Thank you for your input.

Yes, I can always add more control flow to make it work but it's adding a level of complexity to what I think is a bad initial design or an overcomplicated solution to the intial problem.

Also note that the way I set the separator between each annotation relies on the keys in both dict and format (paste0(seps[[.y]], symbols)). Consider that format = "ac", parse_format()only looks for a possible separator for the a and c keys and returns seps = c(a = "", c = ""). Since assign_to_keys()iterates through dict I'll get an error when .y is "n" because that key isn't in seps with the current design. I can add more control flow there too but this is just a sign of a poor design in my opinion.
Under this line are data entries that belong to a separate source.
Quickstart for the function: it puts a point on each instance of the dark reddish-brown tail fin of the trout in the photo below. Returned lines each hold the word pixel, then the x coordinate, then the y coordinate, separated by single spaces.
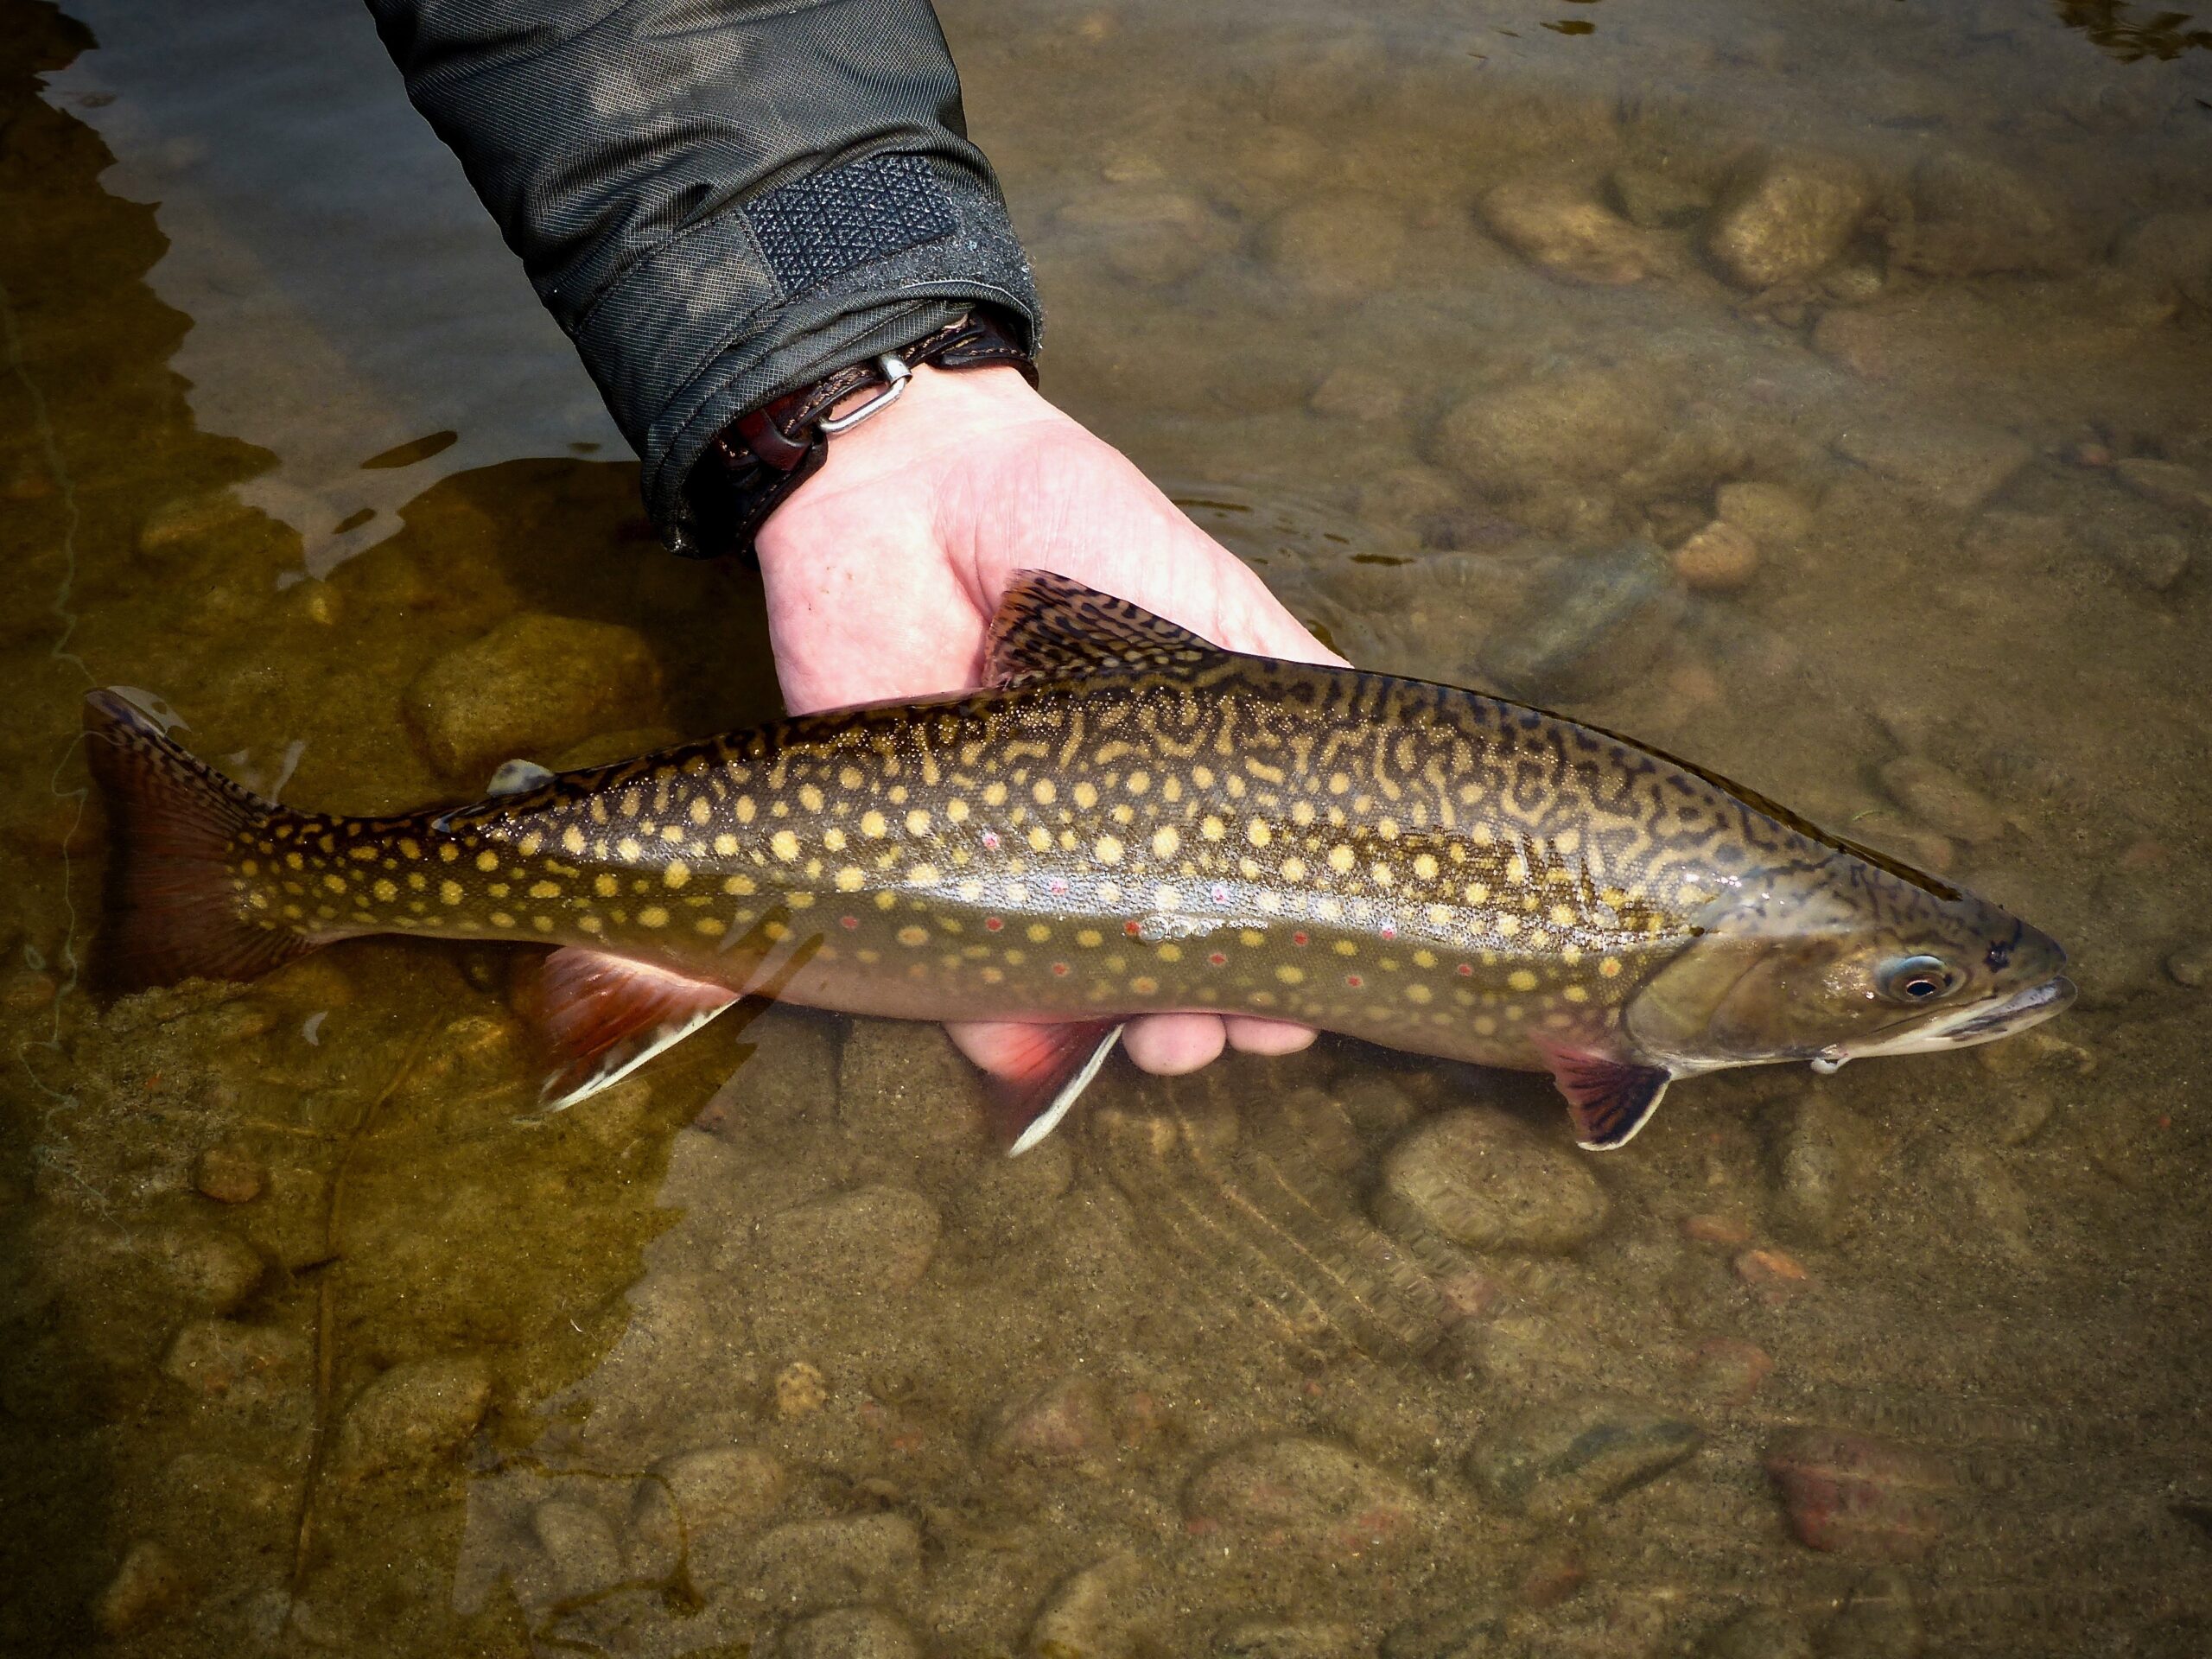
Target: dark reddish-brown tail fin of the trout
pixel 178 901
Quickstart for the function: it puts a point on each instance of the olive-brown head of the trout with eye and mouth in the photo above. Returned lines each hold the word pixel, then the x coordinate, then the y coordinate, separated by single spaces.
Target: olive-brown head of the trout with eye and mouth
pixel 1844 961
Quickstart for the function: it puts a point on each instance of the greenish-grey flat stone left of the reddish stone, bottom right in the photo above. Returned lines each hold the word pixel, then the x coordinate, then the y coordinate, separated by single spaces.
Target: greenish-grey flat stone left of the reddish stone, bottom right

A better solution would be to create the dict object dynamically based on the keys in format, which I can do. Then the problem is to retrieve the actual data from the dataset in assign_to_keys() which I don't know how to do.

Something like:

iwalk(dict, ~ {
  .x <- .data[[.x]]
  # rest of the code here
})

I'm getting a Can't subset `.data` outside of a data mask context error though, even when encapsulating the whole thing in expr().

I guess I'd be happy enough if I can make .data work in assign_to_keys() although there might be a better design for all this which I can't think of at the moment.